I think the problem is that these links are under java script tag.

Here is my code:

from bs4 import BeautifulSoup
import requests
import re
def web_scrape(url):
    web_connect = requests.get(url)
    text = web_connect.text
    soup = BeautifulSoup(text,"html.parser")
    return soup
homepage = web_scrape("http://megabuy.vn/Default.aspx")
listgianhang = homepage.findAll("a", class_=re.compile("ContentPlaceholder"))
len(listgianhang)

I got the result: 0

1

There are 1 answers

0
宏杰李 On
import requests, bs4, re

r = requests.get('http://megabuy.vn/Default.aspx')

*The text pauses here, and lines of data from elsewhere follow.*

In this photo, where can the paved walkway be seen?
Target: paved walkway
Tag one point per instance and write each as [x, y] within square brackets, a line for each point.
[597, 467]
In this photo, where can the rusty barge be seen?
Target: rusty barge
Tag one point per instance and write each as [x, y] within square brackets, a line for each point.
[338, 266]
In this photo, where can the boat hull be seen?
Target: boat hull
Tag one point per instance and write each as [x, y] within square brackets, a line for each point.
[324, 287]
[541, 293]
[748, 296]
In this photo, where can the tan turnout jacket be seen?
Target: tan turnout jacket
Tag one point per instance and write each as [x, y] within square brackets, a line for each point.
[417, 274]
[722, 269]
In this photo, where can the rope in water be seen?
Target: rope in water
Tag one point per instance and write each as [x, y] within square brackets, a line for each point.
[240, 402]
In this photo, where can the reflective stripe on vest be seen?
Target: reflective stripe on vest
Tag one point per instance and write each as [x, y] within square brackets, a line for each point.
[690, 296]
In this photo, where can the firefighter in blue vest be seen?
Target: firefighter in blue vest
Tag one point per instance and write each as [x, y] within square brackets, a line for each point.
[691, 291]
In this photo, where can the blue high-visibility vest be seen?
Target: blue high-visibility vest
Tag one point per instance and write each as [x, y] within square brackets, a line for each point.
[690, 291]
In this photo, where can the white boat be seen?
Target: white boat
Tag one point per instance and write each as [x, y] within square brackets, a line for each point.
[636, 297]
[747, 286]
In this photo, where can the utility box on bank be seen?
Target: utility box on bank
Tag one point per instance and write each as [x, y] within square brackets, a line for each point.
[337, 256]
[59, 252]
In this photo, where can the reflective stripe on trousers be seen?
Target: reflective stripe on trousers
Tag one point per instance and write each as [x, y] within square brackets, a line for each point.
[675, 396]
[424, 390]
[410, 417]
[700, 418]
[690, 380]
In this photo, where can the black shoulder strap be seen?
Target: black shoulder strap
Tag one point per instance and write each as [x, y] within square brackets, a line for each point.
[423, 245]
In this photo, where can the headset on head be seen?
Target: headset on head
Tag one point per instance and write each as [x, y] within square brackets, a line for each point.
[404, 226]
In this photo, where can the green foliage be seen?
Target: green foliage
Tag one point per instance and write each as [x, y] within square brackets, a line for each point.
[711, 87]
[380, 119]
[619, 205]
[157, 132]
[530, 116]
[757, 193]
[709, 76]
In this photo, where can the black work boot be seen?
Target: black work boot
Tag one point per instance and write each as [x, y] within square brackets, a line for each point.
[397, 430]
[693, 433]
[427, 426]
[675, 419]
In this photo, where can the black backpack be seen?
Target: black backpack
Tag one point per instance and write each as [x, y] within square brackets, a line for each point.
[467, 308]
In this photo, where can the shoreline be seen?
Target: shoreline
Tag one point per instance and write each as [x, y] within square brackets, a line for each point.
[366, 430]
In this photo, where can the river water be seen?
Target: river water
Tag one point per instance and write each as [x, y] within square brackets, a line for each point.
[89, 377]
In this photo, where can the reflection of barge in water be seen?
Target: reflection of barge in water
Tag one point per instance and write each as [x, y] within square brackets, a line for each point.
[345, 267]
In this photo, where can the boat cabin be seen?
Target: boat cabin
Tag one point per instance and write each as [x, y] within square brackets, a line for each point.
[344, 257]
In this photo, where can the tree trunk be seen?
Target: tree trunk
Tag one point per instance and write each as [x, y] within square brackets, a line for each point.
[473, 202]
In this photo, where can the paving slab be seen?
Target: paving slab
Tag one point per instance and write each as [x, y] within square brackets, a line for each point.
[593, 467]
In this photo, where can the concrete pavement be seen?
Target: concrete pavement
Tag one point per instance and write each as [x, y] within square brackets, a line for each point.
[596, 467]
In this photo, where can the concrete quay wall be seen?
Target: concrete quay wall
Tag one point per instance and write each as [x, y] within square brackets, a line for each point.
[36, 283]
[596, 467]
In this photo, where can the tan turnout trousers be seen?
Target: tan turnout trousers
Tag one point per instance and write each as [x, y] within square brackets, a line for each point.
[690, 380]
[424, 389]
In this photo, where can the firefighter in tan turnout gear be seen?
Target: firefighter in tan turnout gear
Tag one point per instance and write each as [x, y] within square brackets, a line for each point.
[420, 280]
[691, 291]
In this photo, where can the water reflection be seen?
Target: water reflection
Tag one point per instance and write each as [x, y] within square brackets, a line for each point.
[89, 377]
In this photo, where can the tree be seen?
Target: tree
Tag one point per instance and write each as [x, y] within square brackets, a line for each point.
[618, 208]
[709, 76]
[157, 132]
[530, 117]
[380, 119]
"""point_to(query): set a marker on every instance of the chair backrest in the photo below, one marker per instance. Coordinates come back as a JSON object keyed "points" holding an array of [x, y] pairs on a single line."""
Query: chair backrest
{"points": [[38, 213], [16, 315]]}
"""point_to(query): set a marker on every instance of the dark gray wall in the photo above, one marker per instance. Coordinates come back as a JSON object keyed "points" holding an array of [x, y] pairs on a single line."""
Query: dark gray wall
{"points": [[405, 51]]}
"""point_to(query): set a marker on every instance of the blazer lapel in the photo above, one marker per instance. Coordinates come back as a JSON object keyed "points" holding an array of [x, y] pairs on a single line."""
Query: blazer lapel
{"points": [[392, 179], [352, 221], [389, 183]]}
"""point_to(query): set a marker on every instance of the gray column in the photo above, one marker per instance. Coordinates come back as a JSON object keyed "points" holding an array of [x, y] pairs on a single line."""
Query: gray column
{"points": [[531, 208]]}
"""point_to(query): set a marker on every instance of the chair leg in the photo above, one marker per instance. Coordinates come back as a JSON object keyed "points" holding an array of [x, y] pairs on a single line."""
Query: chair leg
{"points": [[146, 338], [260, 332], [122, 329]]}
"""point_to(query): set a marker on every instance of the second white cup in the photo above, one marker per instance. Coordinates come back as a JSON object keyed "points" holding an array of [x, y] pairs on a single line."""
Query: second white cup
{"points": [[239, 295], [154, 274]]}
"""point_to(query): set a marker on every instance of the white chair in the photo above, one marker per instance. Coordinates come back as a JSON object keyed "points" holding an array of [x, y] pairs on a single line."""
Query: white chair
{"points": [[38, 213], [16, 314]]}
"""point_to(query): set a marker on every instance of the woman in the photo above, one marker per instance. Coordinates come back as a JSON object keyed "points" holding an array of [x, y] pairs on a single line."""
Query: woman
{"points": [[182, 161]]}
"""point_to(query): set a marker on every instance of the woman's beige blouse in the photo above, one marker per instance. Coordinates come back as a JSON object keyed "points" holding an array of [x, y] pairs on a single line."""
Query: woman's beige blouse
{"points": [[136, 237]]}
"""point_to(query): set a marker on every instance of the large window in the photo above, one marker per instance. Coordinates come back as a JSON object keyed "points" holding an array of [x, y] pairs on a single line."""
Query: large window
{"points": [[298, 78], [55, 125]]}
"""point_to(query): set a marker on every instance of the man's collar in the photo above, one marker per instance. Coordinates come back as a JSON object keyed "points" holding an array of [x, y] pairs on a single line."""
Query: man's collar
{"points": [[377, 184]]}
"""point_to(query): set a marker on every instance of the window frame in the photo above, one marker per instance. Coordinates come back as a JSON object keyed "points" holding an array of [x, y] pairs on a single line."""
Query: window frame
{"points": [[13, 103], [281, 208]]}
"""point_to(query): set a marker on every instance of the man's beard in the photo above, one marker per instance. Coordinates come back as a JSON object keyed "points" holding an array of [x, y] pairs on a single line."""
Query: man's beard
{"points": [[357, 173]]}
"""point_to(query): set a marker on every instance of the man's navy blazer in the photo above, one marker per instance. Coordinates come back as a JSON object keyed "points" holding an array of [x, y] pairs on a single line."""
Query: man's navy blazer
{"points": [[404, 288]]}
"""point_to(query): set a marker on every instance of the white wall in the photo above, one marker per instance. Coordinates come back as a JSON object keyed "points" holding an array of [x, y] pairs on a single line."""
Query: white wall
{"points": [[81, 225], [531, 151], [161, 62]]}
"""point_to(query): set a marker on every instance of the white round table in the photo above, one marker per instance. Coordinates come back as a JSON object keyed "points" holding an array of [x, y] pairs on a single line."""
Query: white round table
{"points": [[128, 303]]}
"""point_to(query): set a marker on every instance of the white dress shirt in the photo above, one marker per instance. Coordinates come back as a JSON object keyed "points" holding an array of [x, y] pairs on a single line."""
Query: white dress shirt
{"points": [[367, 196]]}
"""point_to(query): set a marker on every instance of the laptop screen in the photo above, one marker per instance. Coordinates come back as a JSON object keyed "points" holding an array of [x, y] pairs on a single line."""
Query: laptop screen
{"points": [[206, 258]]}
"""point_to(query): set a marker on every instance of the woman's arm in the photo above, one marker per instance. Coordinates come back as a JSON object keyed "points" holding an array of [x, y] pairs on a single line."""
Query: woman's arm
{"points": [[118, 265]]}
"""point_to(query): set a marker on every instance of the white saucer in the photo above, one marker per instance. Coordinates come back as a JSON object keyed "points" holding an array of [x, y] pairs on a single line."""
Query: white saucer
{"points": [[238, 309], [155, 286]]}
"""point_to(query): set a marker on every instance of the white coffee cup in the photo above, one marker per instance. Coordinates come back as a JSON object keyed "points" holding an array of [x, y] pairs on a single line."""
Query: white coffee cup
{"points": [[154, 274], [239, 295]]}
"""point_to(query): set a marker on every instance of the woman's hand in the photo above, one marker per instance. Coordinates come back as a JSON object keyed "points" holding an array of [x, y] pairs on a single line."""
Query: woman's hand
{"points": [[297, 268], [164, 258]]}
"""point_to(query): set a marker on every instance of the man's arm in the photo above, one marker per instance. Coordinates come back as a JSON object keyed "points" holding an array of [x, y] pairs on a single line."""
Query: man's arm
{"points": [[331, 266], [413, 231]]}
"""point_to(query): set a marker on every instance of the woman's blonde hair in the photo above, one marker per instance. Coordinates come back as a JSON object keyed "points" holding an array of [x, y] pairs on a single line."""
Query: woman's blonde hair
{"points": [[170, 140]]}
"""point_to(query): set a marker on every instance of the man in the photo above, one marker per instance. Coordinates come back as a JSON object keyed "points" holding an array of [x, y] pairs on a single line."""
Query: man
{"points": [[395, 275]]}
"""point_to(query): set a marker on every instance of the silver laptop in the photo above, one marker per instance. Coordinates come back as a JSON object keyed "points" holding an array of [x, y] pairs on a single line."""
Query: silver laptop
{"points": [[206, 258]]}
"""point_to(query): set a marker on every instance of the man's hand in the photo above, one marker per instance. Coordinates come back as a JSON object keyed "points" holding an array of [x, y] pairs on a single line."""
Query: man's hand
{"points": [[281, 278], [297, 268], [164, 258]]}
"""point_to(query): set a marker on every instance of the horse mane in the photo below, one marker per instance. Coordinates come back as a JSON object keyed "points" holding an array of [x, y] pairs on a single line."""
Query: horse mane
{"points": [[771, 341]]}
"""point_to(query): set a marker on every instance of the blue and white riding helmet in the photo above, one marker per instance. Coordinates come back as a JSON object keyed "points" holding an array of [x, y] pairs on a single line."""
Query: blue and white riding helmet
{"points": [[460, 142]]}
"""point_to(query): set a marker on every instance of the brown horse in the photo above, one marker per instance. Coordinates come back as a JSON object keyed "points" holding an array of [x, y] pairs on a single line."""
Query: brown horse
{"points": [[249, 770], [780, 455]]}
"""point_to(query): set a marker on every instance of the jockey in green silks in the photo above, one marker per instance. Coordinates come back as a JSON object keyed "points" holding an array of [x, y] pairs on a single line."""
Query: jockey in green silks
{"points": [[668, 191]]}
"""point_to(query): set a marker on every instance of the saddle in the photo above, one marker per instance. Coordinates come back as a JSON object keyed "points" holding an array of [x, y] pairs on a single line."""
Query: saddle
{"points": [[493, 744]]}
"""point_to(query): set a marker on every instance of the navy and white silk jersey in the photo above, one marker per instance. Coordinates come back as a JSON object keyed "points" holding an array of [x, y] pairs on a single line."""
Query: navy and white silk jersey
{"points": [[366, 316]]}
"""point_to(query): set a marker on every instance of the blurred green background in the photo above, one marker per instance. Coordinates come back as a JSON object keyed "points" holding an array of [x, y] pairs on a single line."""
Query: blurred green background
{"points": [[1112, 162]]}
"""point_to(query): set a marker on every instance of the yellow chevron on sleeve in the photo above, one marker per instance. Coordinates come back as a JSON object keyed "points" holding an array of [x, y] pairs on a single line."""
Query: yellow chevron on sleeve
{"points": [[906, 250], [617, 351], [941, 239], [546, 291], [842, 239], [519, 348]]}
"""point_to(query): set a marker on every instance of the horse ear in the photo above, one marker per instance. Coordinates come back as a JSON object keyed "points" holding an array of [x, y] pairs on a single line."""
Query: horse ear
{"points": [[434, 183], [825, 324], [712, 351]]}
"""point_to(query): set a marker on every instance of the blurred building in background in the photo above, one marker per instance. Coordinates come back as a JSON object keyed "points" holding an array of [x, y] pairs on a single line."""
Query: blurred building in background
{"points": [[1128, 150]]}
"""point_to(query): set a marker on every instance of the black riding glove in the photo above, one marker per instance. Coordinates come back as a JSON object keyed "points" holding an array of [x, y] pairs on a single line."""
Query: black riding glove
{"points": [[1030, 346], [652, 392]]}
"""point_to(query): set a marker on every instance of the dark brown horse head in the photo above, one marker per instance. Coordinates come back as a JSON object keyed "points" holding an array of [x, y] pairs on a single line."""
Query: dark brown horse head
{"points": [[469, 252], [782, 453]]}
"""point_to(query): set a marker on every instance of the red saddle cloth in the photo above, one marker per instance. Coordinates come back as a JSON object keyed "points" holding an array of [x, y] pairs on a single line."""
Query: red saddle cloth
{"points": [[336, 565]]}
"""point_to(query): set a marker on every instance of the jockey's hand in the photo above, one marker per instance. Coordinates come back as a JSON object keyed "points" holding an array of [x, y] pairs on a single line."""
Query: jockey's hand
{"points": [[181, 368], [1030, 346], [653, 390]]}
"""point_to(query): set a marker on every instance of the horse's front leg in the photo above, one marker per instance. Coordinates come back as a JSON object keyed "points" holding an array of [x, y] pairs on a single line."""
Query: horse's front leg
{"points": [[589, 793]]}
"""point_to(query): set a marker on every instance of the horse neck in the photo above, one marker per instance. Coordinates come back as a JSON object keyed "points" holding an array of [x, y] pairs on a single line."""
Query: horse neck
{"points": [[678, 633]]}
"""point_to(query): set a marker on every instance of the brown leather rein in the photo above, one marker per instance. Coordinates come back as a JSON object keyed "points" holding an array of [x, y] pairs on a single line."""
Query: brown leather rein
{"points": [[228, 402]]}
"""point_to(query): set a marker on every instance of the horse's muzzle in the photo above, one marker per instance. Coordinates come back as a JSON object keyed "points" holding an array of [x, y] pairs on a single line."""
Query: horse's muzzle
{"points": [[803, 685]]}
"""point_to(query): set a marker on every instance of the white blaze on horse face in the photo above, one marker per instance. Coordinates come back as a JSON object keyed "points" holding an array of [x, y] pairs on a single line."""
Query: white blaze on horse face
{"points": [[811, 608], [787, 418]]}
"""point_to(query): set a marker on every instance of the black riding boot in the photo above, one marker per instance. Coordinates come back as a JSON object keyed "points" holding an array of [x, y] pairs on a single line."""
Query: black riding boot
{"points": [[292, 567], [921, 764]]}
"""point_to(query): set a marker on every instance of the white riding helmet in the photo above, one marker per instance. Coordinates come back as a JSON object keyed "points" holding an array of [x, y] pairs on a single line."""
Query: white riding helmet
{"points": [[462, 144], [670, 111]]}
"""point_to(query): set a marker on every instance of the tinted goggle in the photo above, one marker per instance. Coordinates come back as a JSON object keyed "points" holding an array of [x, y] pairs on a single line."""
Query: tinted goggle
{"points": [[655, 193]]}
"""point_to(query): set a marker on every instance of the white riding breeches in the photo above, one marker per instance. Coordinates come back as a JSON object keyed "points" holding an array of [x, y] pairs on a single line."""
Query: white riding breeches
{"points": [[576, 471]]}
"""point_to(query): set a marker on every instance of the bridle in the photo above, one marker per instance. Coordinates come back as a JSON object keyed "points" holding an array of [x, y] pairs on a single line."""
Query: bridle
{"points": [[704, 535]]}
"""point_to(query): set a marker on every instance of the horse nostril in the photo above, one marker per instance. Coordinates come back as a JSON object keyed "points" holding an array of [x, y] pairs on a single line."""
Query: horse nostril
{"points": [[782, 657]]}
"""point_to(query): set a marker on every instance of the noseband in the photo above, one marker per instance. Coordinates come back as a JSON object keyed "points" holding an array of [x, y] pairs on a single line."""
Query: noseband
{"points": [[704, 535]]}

soup = bs4.BeautifulSoup(r.text, 'lxml')
table = soup.find(id='ctl00_ContentPlaceHolder1_TopMenu1_dlMenu')
for a in table('a',href=re.compile(r'^http')):
    link = a.get('href')
    text = a.text
    print(link, text)

out:

http://megabuy.vn/gian-hang/thiet-bi-van-phong THIẾT BỊ VĂN PHÒNG
http://megabuy.vn/gian-hang/may-fax  Máy Fax
http://megabuy.vn/gian-hang/may-fax/hsx/Panasonic Panasonic
http://megabuy.vn/gian-hang/may-chieu-man-chieu-phu-kien  Máy chiếu Màn chiếu Phụ kiện
http://megabuy.vn/gian-hang/may-chieu-projector  Máy chiếu projector
http://megabuy.vn/gian-hang/may-chieu-projector/hsx/Optoma Optoma
http://megabuy.vn/gian-hang/may-chieu-projector/hsx/Sony Sony
http://megabuy.vn/gian-hang/may-chieu-projector/hsx/ViewSonic ViewSonic
http://megabuy.vn/gian-hang/may-chieu-man-chieu-phu-kien  Xem thêm
http://megabuy.vn/gian-hang/may-photocopy  Máy photocopy
http://megabuy.vn/gian-hang/may-photocopy-  Máy photocopy 
http://megabuy.vn/gian-hang/may-photocopy-/hsx/Canon Canon
http://megabuy.vn/gian-hang/may-photocopy-/hsx/Ricoh Ricoh

The reason why you cannot get the a tag by class is the tag's class is generated by JavaScript, the raw html code is like this:

             <a href="http://megabuy.vn/gian-hang/thiet-bi-van-phong" style="text-decoration:none;">
              <h2>
               THIẾT BỊ VĂN PHÒNG
              </h2>

The real code do not contain the class attribute.